When & Where: Timed for World Mental Health Day, the video is out now and is being pushed through industry influencers and executives who will be sharing their own stories about mental health. The original song—written by Jacob Greer, Nicole Ellerton, Ari Posner, and Chris Tait—will be available on Spotify starting Oct. 11.

Why: Poor mental health has long been a problem in the ad industry—infamous for its work-hard and sometimes party-hard attitude. But according to nabs, the industry has been forced to “face uncomfortable truths” over the past year about excessive workload and unrelenting pressures, all leading to stress, depression and anxiety.

Nabs wants the video to start a conversation about tackling the challenges of overwork and poor mental health across the industry. “During the last 18 months alone, the demand for our services has skyrocketed, with over 3,600 people reaching out to us for various reasons including mental health issues, unemployment, illness and financial difficulties,” said Mark Neves, director, central at nabs, in a release.

“During the pandemic, the lines between work and home blurred, and many of us—myself included—have found ourselves working harder and longer than ever before,” added Cat Wiles, chief strategy officer at Cossette. “A lot of us are still working from home and still trying to find the right balance, which makes this film incredibly important and timely.”

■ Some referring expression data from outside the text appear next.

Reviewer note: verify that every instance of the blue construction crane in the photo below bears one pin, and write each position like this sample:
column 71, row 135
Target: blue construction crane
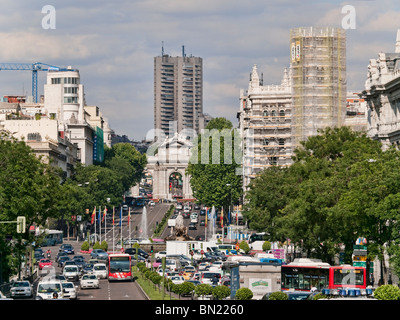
column 34, row 67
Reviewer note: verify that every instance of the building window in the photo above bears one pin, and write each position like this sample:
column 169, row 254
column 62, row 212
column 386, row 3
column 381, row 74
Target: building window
column 55, row 80
column 70, row 99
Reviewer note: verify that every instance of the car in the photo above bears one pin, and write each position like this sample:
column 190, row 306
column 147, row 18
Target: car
column 62, row 260
column 49, row 289
column 89, row 280
column 87, row 267
column 292, row 295
column 70, row 263
column 67, row 248
column 21, row 289
column 59, row 255
column 177, row 279
column 208, row 277
column 141, row 252
column 45, row 262
column 100, row 270
column 80, row 262
column 69, row 290
column 160, row 254
column 71, row 272
column 99, row 254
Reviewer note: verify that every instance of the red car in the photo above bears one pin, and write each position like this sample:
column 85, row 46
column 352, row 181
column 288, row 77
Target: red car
column 44, row 262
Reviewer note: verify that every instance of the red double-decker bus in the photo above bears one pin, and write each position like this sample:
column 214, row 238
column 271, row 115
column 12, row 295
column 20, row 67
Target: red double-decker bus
column 305, row 274
column 119, row 267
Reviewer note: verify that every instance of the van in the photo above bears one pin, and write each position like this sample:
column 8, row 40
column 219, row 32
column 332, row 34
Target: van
column 226, row 248
column 207, row 277
column 49, row 289
column 71, row 272
column 172, row 264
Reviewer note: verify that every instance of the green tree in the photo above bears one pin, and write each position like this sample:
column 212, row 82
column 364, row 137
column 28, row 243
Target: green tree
column 214, row 165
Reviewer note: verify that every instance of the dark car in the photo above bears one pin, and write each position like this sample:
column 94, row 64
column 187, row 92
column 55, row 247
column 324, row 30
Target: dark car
column 62, row 260
column 67, row 248
column 141, row 252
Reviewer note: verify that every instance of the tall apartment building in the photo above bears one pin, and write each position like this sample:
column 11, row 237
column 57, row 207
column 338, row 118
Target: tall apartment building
column 265, row 125
column 318, row 77
column 65, row 101
column 273, row 119
column 178, row 93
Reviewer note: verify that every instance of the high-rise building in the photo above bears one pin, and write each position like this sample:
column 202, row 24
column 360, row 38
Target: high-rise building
column 318, row 77
column 178, row 94
column 265, row 125
column 65, row 101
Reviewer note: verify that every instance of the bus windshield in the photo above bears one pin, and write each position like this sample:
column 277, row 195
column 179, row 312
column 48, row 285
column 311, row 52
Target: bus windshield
column 348, row 277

How: The nearly three-minute video opens on a woman working alone late at night in a darkened ad office. Clearly exhausted, she’s visited by an animated cracker named Crumbles, who acts as the video’s “loveable voice of reason.”

Crumbles delivers a rousing rendition of “This job can break you if you let it,” a theatrical song and dance about life in the ad industry. The tune and the performance feature a bright and cheerful tone, but Crumbles is actually delivering a pointed message about how unhealthy the industry is, as well as a sharp-tongued rebuke to ad bosses who demand too much of their staff. “You can tell him a cracker just said ‘fuck you,'” sings Crumbles.

His performance ends with a chorus line and confetti, but rather than being inspired by Crumbles’ performance, the woman seems even closer to breaking down. Crumbles’ smile fades, he puts his hand gently on top hers. “Let’s go,” he says, and the woman finally gets up to leave the darkened office with Crumbles perched on her shoulder. The super “This job can break you if you let it,” appears on screen, followed by “We’re here to help,” and the nabs logo.

“When we read the brief, we knew our biggest challenge was going to be creating something for an audience whose tolerance for BS is pretty low,” said Jacob Greer, Cossette’s creative director. “If we wanted to really get through to our colleagues, we had to come at it from an angle that was brutally honest, but also funny in a very relatable way.”

“Crumbles is here to tell it like it is,” added Nicole Ellerton, Cossette creative director. “Sometimes this job can take more than it gives, so as an industry we need to make more of an effort to take care of ourselves and look after each other.”

And we quote: “We hope that this campaign encourages people within the industry—from all levels of seniority—to recognize the signs of mental burnout and distress early and take advantage of the many services and resources that nabs has available. No one needs to go through this alone.” —Mark Neves, director, central at nabs.